Je ne croyais pas à l’implication de la famille dans la migration irrégulière jusqu’à ce qu’un membre de ma famille me propose un jour cette “alternative” ; comprenez la migration irrégulière.
Depuis ce jour, je me suis posé la question de savoir : si nos familles nous encouragent et s’investissent dans cette aventure incertaine, ne sont-elles pas alors directement responsables de tous nos malheurs dans le Sahara et dans la Méditerranée ?
Cette question me hante tous les jours et pour tenter de trouver une réponse, je la pose systématiquement dans tous mes échanges que j’ai avec des gens sur ce sujet.
Pour la petite histoire, j’étais fraîchement sorti de l’université en 2016 avec un diplôme de licence en Sociologie avec mention. Comme tout autre jeune diplômé, dans ma tête, j’étais prêt à aller vers un emploi bien rémunéré, qui me permettrait de réaliser mes ambitions et de faire une belle carrière professionnelle.
J’étais convaincu d’avoir un emploi dans les mois qui suivent l’obtention de ce diplôme. Naturellement, chaque jeune aspire travailler pour réaliser ses ambitions et participer au développement économique de sa famille et de sa communauté !
Après plusieurs dépôts de dossiers dans différents endroits, qui se sont soldés par de silences absolus, j’ai marché bureau après bureau, jour après jour, mais le résultat reste le même. C’est ainsi qu’un jour un membre de ma famille m’a conseillé de tenter la migration irrégulière par ces mots : « Puisque tu n’as pas trouvé un emploi jusqu’à présent, moi je te suggère de revendre le terrain (la parcelle) de ta mère et aller au Maroc. Là-bas, tu auras un passeur qui t’emmènera en Espagne ».

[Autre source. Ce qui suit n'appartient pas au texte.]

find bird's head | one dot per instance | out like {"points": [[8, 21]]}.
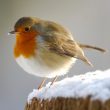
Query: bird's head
{"points": [[25, 28], [26, 32]]}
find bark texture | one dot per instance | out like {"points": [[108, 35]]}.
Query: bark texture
{"points": [[61, 103]]}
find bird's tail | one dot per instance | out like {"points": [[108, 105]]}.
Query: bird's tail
{"points": [[84, 46]]}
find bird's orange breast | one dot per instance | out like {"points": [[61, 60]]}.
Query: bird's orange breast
{"points": [[25, 44]]}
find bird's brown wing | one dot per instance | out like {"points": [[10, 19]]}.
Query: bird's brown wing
{"points": [[64, 46]]}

Pour m’encourager davantage, il ajoute : « Toute la famille compte sur toi, et toi tu n’as personne sur qui compter. Car ton père est décédé et tu es l’unique garçon de ta mère ».

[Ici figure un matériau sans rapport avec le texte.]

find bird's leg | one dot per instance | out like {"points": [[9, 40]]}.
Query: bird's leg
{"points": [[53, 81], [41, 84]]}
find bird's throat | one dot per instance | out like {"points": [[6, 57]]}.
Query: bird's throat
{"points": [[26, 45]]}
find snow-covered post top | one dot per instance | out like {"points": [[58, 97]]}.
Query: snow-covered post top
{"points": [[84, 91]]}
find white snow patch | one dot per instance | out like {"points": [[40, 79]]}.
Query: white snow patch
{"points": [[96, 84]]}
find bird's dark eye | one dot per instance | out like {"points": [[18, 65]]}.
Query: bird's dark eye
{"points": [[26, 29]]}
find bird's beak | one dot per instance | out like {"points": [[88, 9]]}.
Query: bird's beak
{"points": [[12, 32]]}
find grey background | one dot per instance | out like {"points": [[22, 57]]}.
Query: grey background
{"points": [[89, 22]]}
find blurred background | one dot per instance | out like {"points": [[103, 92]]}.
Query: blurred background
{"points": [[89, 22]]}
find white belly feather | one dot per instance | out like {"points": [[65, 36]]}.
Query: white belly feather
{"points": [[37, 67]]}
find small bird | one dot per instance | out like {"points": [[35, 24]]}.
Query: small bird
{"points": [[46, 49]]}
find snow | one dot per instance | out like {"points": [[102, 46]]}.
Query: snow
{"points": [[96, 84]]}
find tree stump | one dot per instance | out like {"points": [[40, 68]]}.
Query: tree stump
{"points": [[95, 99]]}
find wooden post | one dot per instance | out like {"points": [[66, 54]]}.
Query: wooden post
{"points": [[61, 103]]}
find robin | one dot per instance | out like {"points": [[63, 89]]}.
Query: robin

J’étais malheureux, oui malheureux, parce que je n’arrivais pas à m’en sortir. Mais sa proposition était loin d’être la solution. c’était de risquer ma vie.

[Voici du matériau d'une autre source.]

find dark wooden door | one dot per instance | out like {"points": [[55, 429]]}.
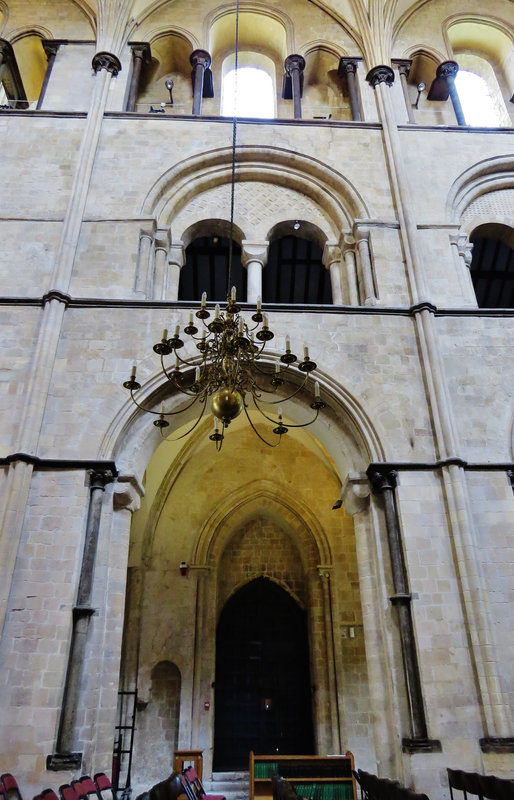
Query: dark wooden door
{"points": [[263, 694]]}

Certes j’étais dans des difficultés, en acceptant sa proposition, voici les risques que je devais prendre :
- Revendre le terrain de ma mère et me faire arnaquer par un faux passeur au Maroc ;
- Laisser ma vie aux charognards dans le désert marocain ou dans la mer loin de ma famille ;
- Se faire arrêter, maltraiter et rapatrier par la police marocaine ;
Si par un coup de chance, j’entre en Espagne, passer des années de retard sans avoir des papiers. Or, en Europe si tu n’as pas de papiers, tu ne peux pas espérer avoir du travail. En tout cas, pas un bon travail !
Les risques étaient élevés, oui très élevés pour moi. Par conséquent, j’ai décidé de rester et tenter de réussir ici, chez moi. C’est ainsi que j’ai pris l’initiative de me lancer en suivant des formations en entrepreneuriat social et dans le développement personnel.
Aujourd’hui, je travaille dans une boite de la place et j’ai réussi à commencer mon intégration professionnelle.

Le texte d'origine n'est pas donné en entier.